PALERMO – “La consapevolezza della sopraffazione fisica conseguita dal gruppo e della entità del pregiudizio cagionato alla vittima, l’accanimento dimostrato pur a fronte della tragica condizione della giovane, stremata tanto da perdere ripetutamente i sensi, il compiacimento per l’azione compiuta risaltano con evidenza tale da non esigere esplicazione alcuna né commento e danno compiuta e allarmante contezza della materialità del fatto e della intensità del dolo dell’imputato”. Così il tribunale dei minori di Palermo, nella motivazione della sentenza di condanna a 8 anni e 8 mesi, depositata oggi, descrive il comportamento del ragazzo, allora non ancora 18enne, imputato della violenza sessuale di gruppo subita a luglio scorso, in un cantiere abbandonato del Foro Italico, da una 19enne palermitana.

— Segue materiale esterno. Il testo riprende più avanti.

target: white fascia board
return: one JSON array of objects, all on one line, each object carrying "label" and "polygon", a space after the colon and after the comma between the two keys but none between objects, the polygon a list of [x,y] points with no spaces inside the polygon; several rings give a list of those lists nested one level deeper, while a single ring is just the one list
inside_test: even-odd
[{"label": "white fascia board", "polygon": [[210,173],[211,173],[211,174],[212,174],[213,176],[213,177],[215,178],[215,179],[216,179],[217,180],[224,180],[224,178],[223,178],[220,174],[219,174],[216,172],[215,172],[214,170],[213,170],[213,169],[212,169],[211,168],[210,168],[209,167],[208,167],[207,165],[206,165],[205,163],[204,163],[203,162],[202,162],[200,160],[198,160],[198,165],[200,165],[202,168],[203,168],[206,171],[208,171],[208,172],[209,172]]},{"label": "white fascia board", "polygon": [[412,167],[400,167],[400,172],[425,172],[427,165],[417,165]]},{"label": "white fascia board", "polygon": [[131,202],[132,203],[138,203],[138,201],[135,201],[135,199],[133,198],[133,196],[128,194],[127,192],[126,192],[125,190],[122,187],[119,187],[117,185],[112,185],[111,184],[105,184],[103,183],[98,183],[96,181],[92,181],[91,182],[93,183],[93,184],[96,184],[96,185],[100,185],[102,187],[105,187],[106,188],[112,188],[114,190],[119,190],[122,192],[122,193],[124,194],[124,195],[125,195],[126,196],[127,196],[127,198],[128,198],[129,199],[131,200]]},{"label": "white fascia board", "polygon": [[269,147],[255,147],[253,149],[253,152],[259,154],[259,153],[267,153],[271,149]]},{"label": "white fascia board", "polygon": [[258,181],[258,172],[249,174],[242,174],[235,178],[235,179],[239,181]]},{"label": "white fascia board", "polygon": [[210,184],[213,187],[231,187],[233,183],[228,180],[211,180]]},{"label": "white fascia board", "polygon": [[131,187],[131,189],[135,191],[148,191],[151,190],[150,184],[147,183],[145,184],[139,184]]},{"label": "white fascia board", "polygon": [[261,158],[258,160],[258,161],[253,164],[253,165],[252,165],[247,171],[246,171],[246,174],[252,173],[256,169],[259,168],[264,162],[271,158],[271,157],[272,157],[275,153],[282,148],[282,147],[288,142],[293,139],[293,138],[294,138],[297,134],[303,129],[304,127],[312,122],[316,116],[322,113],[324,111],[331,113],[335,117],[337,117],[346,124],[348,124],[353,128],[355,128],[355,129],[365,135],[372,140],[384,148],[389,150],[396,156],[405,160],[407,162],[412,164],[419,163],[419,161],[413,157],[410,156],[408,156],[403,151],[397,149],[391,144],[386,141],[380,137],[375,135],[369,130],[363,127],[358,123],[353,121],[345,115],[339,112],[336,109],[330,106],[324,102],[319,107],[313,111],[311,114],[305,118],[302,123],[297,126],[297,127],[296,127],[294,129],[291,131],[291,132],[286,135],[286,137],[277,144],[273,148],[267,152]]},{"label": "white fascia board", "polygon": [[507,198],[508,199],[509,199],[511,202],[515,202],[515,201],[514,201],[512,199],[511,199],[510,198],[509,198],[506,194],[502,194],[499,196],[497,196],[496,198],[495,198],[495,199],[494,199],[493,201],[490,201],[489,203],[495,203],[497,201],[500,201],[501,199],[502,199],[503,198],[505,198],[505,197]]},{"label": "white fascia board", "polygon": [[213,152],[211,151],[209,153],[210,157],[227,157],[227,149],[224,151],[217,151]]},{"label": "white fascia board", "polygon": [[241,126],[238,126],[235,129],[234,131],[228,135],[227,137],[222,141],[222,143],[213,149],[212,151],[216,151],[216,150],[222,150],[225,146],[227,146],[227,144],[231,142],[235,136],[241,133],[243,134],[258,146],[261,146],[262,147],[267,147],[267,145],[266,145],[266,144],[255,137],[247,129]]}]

Il giovane, che ha compiuto 18 anni dopo i fatti, è stato processato separatamente; i coimputati, tutti maggiorenni, sono ancora sotto processo. Gli indagati sono ancora tutti detenuti. “Per completezza, va rilevato che il ragazzo ha espresso un giudizio di grave disvalore nei confronti della vittima – spiega il collegio – (‘per me lei era una poco di buono’), ha dato atto del tenore delle considerazioni, palesemente improprie, da lui svolte in merito al fatto (‘…ho riflettuto e ho capito che queste cose non si fanno a nessuno nemmeno a una prostituta o a una escort’) e ha poi dichiarato un generico pentimento per l’accaduto contestualmente rappresentando il malessere proprio e dei suoi familiari e una esigenza di aiuto riferita unicamente a sé”.
Il giovane, secondo i magistrati – ha tentato di sminuire il proprio ruolo e, “dichiarandosi impegnato in un percorso di riflessione e di maturazione, ha rappresentato di essere ‘molto pentito’ e di aver iniziato a considerare anche la posizione della vittima”, frasi a cui il tribunale, però, non ha creduto. L’imputato viene definito come “concentrato su sé e sulle sue difficoltà a stare nel processo penale” e “indifferente rispetto al dramma della vittima”. “I processi di rispecchiamento ed empatia sono risultati ‘limitati ai propri affetti'”, dice la sentenza. Piena, infine, secondo il collegio, l’attendibilità della vittima.